The rest sections will introduce a model that can wipe out exposure bias and guarantee the consistency of training and inference.
The tagging schema
In a matrix, we tag the link between each two tokens in a sentence. The purple tag refers to that the two correspond-ding positions are the start and end token of an entity. The red tag means that two positions are the start tokens of paired subject and object entities. The blue tag means two positions are respectively the end tokens of paired subject and obj-ect entities.
Because the entity tail is impossible to appear before the head, to save resources, we map relation tags (red and blue) in the lower triangular region to the upper one and drop the whole lower region.
Model
Token Pair Representation
Given a sentence, we first map each token into a low-dimensional contextual vector by a basic encoder.
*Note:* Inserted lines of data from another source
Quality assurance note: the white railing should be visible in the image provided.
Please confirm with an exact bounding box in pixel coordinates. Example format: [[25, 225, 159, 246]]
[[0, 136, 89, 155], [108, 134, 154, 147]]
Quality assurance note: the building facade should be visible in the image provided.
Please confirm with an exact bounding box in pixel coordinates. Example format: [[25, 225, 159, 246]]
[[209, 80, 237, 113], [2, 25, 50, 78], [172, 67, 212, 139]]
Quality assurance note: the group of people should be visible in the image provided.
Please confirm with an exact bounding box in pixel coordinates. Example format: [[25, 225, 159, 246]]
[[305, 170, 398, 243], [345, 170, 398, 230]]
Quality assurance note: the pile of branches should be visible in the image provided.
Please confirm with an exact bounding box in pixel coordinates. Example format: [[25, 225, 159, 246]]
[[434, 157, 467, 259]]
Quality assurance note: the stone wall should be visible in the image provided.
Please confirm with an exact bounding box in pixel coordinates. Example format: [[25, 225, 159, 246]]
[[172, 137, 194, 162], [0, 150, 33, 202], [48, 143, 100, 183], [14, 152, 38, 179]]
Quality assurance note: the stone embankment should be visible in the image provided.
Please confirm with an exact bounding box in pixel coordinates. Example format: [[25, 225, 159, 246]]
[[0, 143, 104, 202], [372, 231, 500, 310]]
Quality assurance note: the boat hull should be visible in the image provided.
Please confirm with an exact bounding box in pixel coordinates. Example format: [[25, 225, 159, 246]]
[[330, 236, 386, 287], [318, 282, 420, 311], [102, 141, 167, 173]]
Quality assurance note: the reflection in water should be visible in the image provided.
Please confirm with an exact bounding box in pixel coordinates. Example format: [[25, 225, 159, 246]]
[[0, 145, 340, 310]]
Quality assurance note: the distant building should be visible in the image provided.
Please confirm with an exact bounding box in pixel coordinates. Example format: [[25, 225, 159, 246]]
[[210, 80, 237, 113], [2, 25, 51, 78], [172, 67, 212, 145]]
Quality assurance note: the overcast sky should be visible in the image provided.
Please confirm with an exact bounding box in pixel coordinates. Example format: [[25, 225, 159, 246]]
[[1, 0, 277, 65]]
Then we generate a representation for the token pair by Equation 1: \[h_{i,j} = tanh(W_h \cdot [h_i; h_j] + b_h), j \geq i \tag{1}\]
Handshaking Tagger
Given a token pair representation by Equation 2, the link label of a token pair is predicted by Equation 3: \[ P(y_{i,j}) = Softmax(W_o \cdot h_{i,j} + b_o) \tag{2}\] \[ link(w_i, w_j) = argmax_l P(y_{i,j} = l) \tag{3}\]
Decoding
In the case of Figure 5, (“New”, “York”), (“New”, “City”) and (“De”, “Blasio”) are tagged as 1 in the EH-to-ET sequence, which means “New York”, “New York City”, and “De Blasio” are three entities. For relation “mayor”, (“New”, “De”) is tagged as 1 in the SH-to-OH sequence, which means the mayor of the subject starting with “New” is the object starting with “De”. (“City”, “Blasio”) is tagged as 1 in the ST-to-OT sequence, which means that the subject and object are the entities ending with “City” and “Blasio”, respectively. Based on the information represented by these three sequences, a triplet can be decoded: (“New York City”, mayor, “De Blasio”).
The same logic goes for other relations, but note that the tag 2 has an opposite meaning to the tag 1, which represents a reversal link between tokens. For example, (“York”, “Blasio”) is tagged as 2 in the ST-to-OT sequence of relation “born in”, which means “York” and “Blasio” are respectively the tail of a paired object and subject. Associated with the other two sequences, the decoded triplet should be (“De Blasio”, born in, “New York”).
Experimental results
Future work
Some points to further improve the performance:
We use concatenated vectors to represent the relation between two tokens, which may not be the a good way to approach the best performance.
We use the same representation to classify entities and relations. This may lead to interference between two tasks instead of mutually improvement. Two recent works demonstrated that using different representation might achieve a better performance: A Frustratingly Easy Approach, Two are Better than One
The model extend the original sequence from \(O(N)\) to \(O(N^2)\), which adds the cost significantly and make it an expensive task to deal with long sequences.